Friday, September 18, 2009

 

Right-Wingers for Government Health Insurance?

Jeff Tucker alerts us to this Paul Craig Roberts piece where he declares:
What the US needs is a single-payer not-for-profit health system that pays doctors and nurses sufficiently that they will undertake the arduous training and accept the stress and risks of dealing with illness and diseases.
Now maybe you think I'm taking PCR out of context. Here's more:
A private health care system worked in the days before expensive medical technology, malpractice suits, high costs of bureaucracy associated with third-party payers and heavy investment in combating fraud, and pressure on insurance companies from Wall Street to improve “shareholder returns.”

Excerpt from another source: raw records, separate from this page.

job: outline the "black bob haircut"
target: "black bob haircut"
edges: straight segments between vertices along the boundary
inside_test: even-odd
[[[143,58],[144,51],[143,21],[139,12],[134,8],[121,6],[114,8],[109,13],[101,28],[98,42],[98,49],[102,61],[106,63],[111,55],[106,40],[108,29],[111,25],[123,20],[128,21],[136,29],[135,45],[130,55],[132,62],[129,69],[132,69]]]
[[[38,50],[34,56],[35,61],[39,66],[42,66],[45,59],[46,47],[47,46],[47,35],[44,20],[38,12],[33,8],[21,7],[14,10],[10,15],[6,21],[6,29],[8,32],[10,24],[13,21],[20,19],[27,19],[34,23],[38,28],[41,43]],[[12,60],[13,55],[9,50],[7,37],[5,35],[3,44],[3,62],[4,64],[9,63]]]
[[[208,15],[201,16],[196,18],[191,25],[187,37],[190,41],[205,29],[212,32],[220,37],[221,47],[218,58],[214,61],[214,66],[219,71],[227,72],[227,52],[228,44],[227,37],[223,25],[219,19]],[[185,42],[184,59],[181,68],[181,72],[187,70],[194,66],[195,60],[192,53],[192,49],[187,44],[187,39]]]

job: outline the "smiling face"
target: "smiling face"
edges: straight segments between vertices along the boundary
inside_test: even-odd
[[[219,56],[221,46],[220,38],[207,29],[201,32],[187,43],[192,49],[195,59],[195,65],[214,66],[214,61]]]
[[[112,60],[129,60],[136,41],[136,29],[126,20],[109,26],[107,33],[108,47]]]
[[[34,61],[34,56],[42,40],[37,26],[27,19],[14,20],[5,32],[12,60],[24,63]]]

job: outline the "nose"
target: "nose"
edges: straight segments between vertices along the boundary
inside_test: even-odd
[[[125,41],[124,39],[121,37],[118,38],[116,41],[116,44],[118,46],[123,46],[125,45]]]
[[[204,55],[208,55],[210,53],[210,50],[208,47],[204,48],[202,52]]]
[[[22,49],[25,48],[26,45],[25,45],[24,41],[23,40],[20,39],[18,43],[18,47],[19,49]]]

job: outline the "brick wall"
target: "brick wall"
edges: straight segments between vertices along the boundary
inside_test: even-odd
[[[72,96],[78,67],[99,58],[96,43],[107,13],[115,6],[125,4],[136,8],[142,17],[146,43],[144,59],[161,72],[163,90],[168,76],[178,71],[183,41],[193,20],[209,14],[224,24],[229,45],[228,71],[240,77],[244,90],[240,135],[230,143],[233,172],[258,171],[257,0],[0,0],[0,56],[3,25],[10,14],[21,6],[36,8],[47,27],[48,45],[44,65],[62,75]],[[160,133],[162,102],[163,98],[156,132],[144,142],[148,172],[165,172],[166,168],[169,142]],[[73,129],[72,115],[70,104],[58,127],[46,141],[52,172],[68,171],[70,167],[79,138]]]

Despite the rise in premiums, payments to health care providers, such as doctors, appear to be falling along with coverage to policy holders. The system is no longer functional and no longer makes sense. Health care has become an incidental rather than primary purpose of the health care system. Health care plays second fiddle to insurance company profits and salaries to bureaucrats engaged in fraud prevention and discovery. There is no point in denying coverage to one-sixth of the population in the name of saving a nonexistent private free market health care system.

The only way to reduce the cost of health care is to take the profit and paperwork out of health care.
To be perfectly honest, I have no idea what PCR is actually saying in this article. Is he "for" government health insurance / care? I don't know. I can't see how you're going to get a single-payer without some serious coercion from the feds, but naturally PCR doesn't focus too much on that; he just explains why everybody else opining on this topic is immoral and/or dumb. His arguments in this piece are similar to the debates we had over outsourcing.

Bob: Yes Dr. Roberts, I get it, you don't think Ricardo's argument about comparative advantage still holds in a world with mobile capital. OK, so are you saying you are for tariffs or capital controls?

PCR: No I never said that.

Bob: OK then what are you saying?

PCR: I'm saying Bush is in bed with multinational corporations who are screwing workers in the name of profits.

Bob: Okaaay, but is your newfound thinking on free trade causing you to change any of your policy recommendations? Now that the standard argument for free trade is shattered, what do you want to do about it?

PCR: I want to keep writing articles explaining how evil George Bush is, and how stupid libertarians are for thinking we have free trade.

And check out this:




Comments:
PCR and Buchanan are really not reliable on several things, things which would seem to be about as debatable as gravity, but they have their strong points which make them worth watching.